Machine learning to extract information from noise: application to concrete and cancer detection
Repository URI
Repository DOI
Change log
Authors
Abstract
The availability of large amounts of experimental and computational data together with powerful computers enabled use of machine learning to predict phenomena in physical sciences. Machine learning is a class of methods that start from existing data to train a model and then use this model to predict the quantities of interest. While machine learning has been successfully applied in physical sciences and beyond, it faces a challenge presented by noise in real-world experimental data. This noise leads to inaccuracy and uncertainty in machine learning predictions, limiting applications of machine learning to physical sciences.

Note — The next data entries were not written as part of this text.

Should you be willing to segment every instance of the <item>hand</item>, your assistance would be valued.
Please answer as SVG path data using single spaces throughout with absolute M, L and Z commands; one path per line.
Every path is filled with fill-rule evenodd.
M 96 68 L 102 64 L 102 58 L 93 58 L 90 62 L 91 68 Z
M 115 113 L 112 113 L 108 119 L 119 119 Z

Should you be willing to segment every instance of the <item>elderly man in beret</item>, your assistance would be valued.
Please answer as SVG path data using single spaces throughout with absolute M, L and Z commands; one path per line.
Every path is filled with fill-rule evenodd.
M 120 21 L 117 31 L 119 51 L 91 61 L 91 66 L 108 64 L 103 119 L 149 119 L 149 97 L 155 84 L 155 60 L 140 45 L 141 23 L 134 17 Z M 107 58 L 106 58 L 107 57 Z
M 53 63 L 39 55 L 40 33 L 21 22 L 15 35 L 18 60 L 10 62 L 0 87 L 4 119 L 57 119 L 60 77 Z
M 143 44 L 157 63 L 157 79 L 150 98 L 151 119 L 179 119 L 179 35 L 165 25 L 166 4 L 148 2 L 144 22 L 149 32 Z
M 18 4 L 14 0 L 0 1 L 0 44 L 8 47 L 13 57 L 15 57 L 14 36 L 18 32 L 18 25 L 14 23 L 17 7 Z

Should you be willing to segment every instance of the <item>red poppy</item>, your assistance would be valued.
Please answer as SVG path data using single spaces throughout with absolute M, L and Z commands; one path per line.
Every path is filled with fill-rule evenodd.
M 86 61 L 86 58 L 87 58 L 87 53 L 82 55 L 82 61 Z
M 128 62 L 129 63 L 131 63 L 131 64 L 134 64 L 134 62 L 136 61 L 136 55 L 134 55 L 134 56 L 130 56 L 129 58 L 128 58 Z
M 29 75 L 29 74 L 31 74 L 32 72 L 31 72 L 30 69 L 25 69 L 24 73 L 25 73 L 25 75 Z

In this thesis, we develop a machine learning methodology that extracts information from noise in data, turning the negative impact of noise and uncertainty into an asset for making better predictions. We demonstrate the effectiveness of the methodology in two research areas: concrete and cancer detection.
First, we utilize the methodology in two studies of concrete. In one study, we propose two concrete mixes that were experimentally verified to exhibit improved environmental cost and carbonation. In the other study, we make predictions of long-term concrete strength that were experimentally verified.
Second, we utilize the methodology to extract information from the noise in DNA methylation patterns to detect acute myeloid leukemia – a type of blood cancer – at early stages. We achieve area under receiver operating characteristic curve of above 0.8 for new, previously unseen patients. This means we can correctly distinguish between a healthy and an unhealthy patient prior to the onset of the disease in more than 80% of the cases.
Our methodology is generic and can be applied in many fields, including information engi- neering, autonomous vehicles, and additive manufacturing, where the information embedded in noise can be exploited to accelerate development, understanding, and impact.